Cox Communications has begun to phase in upgrades that double the downstream capabilities of two of its most popular high-speed Internet tiers.
Under the plan, the maximum downstream speed for its Preferred offering will increase from 25 Mbps to 50 Mbps, while its Premier tier will jump from 50 Mbps to 100 Mbps. Cox said more than 70% of its high-speed Internet customers take one of those two tiers.
A Cox spokeswoman said the following markets will see the speed increase this month: Omaha; Neb.; Sun Valley, Idaho; Kansas; Arkansas; Arizona; and Las Vegas. The MSO plans to introduce the upgrade across all markets by the end of 2014.
Cox announced the speed upgrade plan earlier this year while also announcing an initiative to offer 1 Gigabit per second speeds to all residential customers.
In May, Cox announced a plan to “begin market-wide deployment of gigabit speeds by the end of 2016.” Before then, Cox has committed to bring 1-Gig speeds initially to new residential construction projects and to new and existing neighborhoods in Phoenix, Las Vegas and Omaha, starting in the fourth quarter of 2014.
Cox hasn’t revealed a technology roadmap for its 1-Gig plan, but “all options are on the table,” Philip Nutsugah, vice president of product management for Cox High Speed Internet, told Multichannel News in a recent interview (subscription required). “There are lots of ways to deliver gigabit speeds. We will have a lot of options available to us.”
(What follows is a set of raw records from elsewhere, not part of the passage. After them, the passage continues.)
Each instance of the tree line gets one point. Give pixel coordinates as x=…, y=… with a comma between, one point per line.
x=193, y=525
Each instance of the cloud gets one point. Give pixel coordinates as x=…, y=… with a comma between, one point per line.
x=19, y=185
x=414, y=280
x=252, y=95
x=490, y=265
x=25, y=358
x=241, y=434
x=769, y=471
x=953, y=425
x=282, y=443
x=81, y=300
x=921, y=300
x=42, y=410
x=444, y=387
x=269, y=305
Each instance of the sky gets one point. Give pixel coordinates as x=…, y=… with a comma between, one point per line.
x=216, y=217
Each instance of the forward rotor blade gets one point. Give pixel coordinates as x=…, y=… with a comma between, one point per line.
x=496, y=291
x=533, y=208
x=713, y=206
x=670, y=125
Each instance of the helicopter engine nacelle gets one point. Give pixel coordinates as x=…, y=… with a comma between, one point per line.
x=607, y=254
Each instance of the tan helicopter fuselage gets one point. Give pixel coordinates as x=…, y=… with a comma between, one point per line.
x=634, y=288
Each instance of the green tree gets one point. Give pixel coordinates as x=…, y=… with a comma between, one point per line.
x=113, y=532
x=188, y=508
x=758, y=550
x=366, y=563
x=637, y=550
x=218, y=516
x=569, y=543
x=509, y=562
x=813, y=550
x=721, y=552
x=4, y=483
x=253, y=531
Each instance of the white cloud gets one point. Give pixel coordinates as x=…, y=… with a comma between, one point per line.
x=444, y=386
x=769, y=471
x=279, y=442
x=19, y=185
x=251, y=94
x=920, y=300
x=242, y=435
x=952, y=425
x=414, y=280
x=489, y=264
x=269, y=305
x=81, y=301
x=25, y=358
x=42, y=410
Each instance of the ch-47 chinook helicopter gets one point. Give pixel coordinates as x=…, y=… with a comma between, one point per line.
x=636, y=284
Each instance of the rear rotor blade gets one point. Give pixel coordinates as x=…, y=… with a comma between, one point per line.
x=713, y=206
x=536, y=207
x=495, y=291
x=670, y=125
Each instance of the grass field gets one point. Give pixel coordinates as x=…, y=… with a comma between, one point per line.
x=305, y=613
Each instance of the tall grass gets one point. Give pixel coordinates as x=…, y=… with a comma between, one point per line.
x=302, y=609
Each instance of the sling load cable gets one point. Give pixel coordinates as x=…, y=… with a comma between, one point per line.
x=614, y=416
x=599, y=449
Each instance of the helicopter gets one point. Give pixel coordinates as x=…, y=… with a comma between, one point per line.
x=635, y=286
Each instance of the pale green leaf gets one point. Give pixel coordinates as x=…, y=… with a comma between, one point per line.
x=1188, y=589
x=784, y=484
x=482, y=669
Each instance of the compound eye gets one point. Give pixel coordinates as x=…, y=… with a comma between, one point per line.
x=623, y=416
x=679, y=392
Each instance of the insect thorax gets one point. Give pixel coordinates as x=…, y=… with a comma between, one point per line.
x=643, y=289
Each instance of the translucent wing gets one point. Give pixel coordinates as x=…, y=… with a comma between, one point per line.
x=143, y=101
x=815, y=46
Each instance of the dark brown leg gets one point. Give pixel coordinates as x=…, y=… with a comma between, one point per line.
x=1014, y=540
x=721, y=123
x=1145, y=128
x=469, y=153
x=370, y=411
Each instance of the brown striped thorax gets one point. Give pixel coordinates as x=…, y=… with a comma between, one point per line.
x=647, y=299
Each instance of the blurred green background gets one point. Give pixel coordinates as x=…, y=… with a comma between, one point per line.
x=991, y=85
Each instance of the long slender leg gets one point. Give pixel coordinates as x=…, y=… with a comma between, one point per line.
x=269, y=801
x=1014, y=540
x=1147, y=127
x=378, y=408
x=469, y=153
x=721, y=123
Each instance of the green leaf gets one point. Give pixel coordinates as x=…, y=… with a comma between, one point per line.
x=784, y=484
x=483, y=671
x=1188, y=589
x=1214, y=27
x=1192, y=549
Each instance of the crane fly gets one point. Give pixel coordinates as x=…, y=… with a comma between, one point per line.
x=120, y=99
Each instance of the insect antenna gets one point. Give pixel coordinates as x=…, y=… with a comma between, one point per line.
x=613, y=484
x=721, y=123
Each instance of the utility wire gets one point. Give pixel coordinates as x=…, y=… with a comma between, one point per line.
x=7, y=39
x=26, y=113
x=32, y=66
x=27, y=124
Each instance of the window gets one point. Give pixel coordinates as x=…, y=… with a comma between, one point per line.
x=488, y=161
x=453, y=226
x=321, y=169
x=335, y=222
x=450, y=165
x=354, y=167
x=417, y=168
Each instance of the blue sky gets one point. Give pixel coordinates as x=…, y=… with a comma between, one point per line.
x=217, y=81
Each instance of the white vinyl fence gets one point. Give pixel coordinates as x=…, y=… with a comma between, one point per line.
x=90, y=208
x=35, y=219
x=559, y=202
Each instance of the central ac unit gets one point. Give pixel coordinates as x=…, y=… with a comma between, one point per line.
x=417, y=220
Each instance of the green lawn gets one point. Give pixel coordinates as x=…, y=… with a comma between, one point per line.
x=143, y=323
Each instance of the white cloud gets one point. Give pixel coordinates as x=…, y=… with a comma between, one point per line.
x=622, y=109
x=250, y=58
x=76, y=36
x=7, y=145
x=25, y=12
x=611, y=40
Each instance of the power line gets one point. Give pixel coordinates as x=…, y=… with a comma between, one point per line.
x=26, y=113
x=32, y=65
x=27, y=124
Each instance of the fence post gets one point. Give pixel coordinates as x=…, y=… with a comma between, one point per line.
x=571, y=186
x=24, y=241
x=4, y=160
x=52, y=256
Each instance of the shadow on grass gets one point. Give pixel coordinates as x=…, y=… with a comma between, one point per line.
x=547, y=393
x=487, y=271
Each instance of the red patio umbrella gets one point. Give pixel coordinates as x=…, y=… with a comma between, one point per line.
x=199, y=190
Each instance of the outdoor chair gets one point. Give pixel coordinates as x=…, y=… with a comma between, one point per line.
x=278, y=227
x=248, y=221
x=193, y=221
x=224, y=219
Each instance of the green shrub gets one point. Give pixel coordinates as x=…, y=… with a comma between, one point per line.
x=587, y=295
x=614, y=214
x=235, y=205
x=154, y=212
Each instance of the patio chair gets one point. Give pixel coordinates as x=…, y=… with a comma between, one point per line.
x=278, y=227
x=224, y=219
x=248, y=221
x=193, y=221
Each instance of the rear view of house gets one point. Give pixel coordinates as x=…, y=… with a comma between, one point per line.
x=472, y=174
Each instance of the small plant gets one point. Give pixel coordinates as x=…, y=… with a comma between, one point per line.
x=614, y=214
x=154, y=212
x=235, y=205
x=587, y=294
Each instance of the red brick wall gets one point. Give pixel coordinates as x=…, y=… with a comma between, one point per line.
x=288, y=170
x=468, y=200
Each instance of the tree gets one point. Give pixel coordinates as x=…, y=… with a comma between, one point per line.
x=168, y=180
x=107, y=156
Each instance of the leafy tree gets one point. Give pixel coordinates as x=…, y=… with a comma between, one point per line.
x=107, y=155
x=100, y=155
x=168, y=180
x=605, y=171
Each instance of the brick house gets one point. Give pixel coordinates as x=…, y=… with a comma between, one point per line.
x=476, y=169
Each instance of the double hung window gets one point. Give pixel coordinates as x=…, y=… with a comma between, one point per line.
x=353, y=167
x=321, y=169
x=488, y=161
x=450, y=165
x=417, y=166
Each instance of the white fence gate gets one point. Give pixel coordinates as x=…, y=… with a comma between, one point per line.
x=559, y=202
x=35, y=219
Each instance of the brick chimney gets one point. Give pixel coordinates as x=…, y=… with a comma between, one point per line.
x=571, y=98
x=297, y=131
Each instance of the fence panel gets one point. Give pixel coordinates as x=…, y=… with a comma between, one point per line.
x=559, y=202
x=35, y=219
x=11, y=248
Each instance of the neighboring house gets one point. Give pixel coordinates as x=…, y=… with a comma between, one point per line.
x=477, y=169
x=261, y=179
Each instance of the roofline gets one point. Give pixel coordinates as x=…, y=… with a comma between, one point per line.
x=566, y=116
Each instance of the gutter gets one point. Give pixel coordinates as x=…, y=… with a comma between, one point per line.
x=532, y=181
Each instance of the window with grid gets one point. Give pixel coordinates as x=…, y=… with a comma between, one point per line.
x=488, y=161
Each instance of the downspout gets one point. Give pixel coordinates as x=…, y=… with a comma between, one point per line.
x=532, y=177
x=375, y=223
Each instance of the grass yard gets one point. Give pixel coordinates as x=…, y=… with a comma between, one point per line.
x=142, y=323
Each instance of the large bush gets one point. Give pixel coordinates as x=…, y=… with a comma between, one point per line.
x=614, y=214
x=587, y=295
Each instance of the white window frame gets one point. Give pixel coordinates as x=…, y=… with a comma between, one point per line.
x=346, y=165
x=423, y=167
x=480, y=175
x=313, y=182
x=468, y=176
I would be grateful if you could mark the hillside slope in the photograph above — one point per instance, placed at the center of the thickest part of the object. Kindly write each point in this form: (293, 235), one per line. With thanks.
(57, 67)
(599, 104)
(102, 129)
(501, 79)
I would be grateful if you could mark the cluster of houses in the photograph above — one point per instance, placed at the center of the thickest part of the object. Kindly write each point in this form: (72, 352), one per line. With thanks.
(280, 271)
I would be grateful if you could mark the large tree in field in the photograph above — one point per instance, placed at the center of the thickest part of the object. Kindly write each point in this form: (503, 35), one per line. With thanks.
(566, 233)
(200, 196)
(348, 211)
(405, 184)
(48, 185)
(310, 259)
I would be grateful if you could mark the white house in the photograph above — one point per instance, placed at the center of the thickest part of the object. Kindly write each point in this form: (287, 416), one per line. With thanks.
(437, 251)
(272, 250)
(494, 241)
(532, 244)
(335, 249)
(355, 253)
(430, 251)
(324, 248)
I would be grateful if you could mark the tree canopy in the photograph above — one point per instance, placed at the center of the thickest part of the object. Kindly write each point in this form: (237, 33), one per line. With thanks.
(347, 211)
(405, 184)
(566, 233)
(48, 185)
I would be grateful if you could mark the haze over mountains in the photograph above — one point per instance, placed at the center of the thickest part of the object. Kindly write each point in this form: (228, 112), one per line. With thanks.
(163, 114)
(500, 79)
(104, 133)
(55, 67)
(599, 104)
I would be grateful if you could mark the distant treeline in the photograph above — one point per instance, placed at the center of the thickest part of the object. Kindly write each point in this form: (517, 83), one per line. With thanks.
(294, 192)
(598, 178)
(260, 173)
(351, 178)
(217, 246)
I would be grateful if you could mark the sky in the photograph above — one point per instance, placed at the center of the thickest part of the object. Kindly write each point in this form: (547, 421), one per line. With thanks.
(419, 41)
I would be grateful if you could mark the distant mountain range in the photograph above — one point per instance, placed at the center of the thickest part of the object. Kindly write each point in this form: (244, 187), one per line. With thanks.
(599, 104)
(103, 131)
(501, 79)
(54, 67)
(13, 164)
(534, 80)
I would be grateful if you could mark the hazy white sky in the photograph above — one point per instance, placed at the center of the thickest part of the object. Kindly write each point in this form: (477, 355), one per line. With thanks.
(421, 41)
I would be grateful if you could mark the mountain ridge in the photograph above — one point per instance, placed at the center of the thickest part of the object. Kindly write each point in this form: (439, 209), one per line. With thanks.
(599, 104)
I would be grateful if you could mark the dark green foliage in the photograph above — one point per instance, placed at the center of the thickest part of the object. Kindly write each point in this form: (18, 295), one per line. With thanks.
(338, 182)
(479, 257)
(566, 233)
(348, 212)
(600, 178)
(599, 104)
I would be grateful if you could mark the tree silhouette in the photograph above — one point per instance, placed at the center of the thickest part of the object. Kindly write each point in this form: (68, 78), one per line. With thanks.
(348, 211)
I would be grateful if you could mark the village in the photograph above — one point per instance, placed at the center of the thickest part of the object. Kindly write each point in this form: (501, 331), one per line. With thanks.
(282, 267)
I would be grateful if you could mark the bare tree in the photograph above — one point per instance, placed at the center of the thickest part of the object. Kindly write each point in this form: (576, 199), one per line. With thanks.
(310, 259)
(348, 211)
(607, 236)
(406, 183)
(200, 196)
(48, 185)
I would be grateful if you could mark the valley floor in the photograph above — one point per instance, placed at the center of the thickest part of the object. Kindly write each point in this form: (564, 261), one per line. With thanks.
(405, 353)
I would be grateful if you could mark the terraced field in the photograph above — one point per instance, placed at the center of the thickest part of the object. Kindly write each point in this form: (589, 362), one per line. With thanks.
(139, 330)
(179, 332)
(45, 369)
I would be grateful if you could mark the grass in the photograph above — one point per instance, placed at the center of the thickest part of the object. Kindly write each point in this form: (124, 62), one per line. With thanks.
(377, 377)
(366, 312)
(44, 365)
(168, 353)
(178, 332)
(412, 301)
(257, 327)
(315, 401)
The expectation is that it will use a mix of fiber to the premises (FTTP) technology and DOCSIS 3.1, an emerging CableLabs specification that is targeting multi-gigabit speeds. D3.1 technology isn't expected to be ready for widespread rollouts for a couple of years.
“When [DOCSIS 3.1] becomes available … we’ll take advantage of it, and it will become one of the arrows in our quiver to deliver gigabit to our customers,” Nutsugah said at the time.